Ночь тихая, только из окон дома зажиточного станичника Галактиона Сирко слышалась старинная казачья песня. Здесь квартировал начальник карательного отряда «армии возрождения России» есаул Муштаев. Он сидел за столом без бешмета, в белой сорочке, опустив русую голову на грудь. Молодой, тоже русый денщик в расстегнутой черкеске развалился на деревянном диване поодаль и пел, тихо аккомпанируя на трехрядке. Песня уговаривала казаков: полно вам горе горевать, ведь стоит выпить по доброй чарке и завести разговор о своем житье-бытье, как пройдет тоска и радостно станет на сердце…

— «Житье-бытье…» — зло проскрежетал есаул. — Перестань, Ванятка, тянуть, хватит! Вызови урядника Скибу.

— Слушаюсь.

Денщик побежал в другую комнату, где казаки играли в очко и курили злейший самосад, крутнул ручку телефона, что-то протараторил в трубку.

Муштаев налил в граненый стакан самогону, поднес к пухлым розовым губам, подумал о чем-то, пить не стал. В поблекших усталых глазах — тоска.

Вошел дежурный — толстый и усатый, как морж, урядник Скиба.

— Докладаю, ваш бродь! Позвольте?

— Почему опаздываешь с докладом? — недовольно спросил есаул.

— Виноват, ваш бродь, пленных в порядок приводил, осетинцев. Буйствовали. Идейные гады. Говорят — «вся власть Советам» и так далее… «Духом окрепнем в борьбе» и тому подобное…

— Ну? — нетерпеливо перебил Муштаев.

— Так что, ваш бродь, пришлось применить оружие, двоих… того… расстрелять при попытке к действию…

— Врешь, собака. «При попытке…»

— Докладаю дальше: в станице все спокойно. Задержан один перебежчик от красных. Немец. Брешет, что служил в карательном у его превосходительства светлой памяти генерала Маркова. Был в ледовом походе якобы…

— Приведите перебежчика.

— Слушаюсь.

Через минуту стоял Генрих Шиц перед начальником отряда.

— Что побудило тебя перейти линию фронта?

Муштаев поднял глаза на промокшего до нитки, сгорбившегося Шица.

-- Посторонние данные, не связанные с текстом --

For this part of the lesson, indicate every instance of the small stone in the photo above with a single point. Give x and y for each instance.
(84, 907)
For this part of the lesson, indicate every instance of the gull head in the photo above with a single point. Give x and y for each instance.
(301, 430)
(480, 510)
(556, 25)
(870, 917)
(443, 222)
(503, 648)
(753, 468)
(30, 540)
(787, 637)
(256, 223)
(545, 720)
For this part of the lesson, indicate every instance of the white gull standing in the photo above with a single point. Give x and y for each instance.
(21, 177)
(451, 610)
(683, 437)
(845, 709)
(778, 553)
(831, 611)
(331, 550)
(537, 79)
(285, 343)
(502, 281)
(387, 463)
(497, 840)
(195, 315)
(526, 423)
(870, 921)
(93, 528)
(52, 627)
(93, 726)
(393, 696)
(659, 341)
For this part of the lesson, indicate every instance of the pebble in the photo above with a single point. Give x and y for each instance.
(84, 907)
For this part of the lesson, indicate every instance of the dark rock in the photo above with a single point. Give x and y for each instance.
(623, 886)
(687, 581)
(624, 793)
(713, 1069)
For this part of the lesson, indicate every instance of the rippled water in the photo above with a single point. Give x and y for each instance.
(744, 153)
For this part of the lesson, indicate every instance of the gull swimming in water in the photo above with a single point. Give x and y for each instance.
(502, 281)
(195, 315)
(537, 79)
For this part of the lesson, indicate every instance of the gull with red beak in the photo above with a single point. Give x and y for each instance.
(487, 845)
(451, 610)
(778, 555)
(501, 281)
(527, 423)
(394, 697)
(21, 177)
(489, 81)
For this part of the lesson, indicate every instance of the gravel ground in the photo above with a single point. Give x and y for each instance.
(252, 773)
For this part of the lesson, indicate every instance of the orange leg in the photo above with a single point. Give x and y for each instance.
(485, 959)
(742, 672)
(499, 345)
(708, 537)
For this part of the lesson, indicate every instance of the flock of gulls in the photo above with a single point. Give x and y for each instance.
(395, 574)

— Побудило? Месть, ваше благородие. С красными у меня особые счеты…

— Как же ты сам-то попал к ним на службу?

— Пошел добровольцем, чтобы иметь возможность перейти к своим. Раньше я служил в карательном отряде марковской бригады.

— Кем?

— Исполнителем, ваше благородие.

— Что же ты там «исполнял»?

— Приговоры полевого суда…

Муштаев брезгливо поморщился, постучал ложечкой о блюдце. За спиной тотчас выросла фигура денщика.

— Пригласи сотника Борилова.

— Слушаюсь!

— Итак, — продолжал Муштаев. — Чем же ты доказал свою преданность нам, уходя от большевиков?